IDD s’implique dans la participation des citoyens au Maroc !

Typographie

Le projet Démocratie Participative - mis en œuvre par le réseau IDD, l’Institut de Formation des Agents de Développement (IFAD), et le CCFD Terre Solidaire, et co-financé par l’Union Européenne et l’Agence Française de Développement - visait à expérimenter des processus de concertation dans 4 communes du Maroc : Figuig, Tamanarte, Souk L’khmiss Dades et Iqaddar, avec la participation d’élus, d’acteurs associatifs et membres du réseau IDD (France et Maroc). Une attention toute particulière a été portée à la participation des femmes et des jeunes.

Quelles démarches ont été expérimentés dans ce projet pour favoriser la concertation et la participation ?

Dans chaque territoire, un accompagnateur a été choisi pour travailler en proximité avec les structures dans les territoires identifiés, pour former les associations ainsi que les élus et les acteurs publics locaux. Suite à cette formation, des lieux de dialogue et d’échange sur les problématiques locales ont été mis en place.

Ce projet se base sur quatre composantes :

  • Le renforcement des capacités des acteurs par des formations nationales :

- Au Maroc, des formations ont été menées sur les projets associatifs, l’environnement institutionnel et l’introduction à la démarche et aux mécanismes participatifs.

- En France, la focale s’est faite sur la gouvernance associative, les politiques publiques au Maroc, et les méthodes d’élaboration de plan d’action pour les communes.

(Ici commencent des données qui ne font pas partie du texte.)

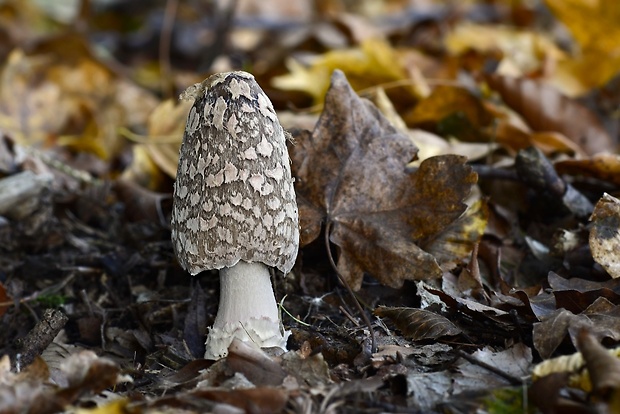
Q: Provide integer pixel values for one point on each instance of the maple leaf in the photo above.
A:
(351, 173)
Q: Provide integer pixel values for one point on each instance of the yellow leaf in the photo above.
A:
(374, 63)
(114, 407)
(524, 52)
(594, 26)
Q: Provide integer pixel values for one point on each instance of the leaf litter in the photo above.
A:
(472, 206)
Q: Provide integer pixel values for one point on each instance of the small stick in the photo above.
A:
(43, 333)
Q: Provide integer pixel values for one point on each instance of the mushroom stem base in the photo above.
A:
(247, 310)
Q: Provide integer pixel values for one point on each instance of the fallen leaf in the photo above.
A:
(451, 111)
(604, 369)
(546, 109)
(371, 64)
(605, 234)
(535, 49)
(603, 166)
(419, 324)
(351, 173)
(597, 59)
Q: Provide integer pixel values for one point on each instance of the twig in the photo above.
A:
(164, 47)
(373, 346)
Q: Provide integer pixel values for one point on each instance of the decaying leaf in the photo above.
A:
(574, 364)
(604, 369)
(453, 111)
(546, 109)
(351, 173)
(594, 26)
(419, 324)
(374, 63)
(605, 234)
(604, 166)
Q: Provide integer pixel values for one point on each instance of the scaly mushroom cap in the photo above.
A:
(233, 196)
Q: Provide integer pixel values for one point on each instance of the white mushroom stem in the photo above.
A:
(247, 310)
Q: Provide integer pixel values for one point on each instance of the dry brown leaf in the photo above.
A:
(546, 109)
(419, 324)
(351, 173)
(605, 234)
(594, 26)
(604, 369)
(603, 166)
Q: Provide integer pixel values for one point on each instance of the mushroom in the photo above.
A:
(234, 206)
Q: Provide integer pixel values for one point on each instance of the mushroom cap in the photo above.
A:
(233, 197)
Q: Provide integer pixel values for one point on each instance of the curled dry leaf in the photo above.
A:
(604, 369)
(603, 166)
(605, 234)
(351, 172)
(546, 109)
(419, 324)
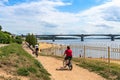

  • Des rencontres et séminaires régionaux sur les principes de la gouvernance locale et les démarches de concertation, adaptés aux spécificités de chaque territoire.
  • Temps de concertation, de bilan et de réorientation avec les acteurs et les porteurs de projets au niveau national et international, avec des échanges d’expériences en France (Paris et Nancy) au Maroc (Aït Ouallal et Tamazmout), et un séminaire international à mi-parcours à Zagora.
  • Accompagnement de proximité des acteurs dans les territoires, notamment au niveau des communes.

Quels ont été les résultats ?

Tout ce qui a été fait a poussé à l’adhésion des conseils communaux et des acteurs associatifs à cette philosophie de la participation et à la mise en pratique de la démarche cela dans la dernière année du projet.

Dans l’ensemble, cela a contribué à diffuser une « culture locale » de la concertation et de la participation. Le projet a permis de mieux sensibiliser les associations françaises et marocaines grâce en particulier aux différentes sessions de formation. Les ateliers d’échanges et de concertation ont permis un rapprochement et un meilleur partenariat entre les associations dans les deux rives.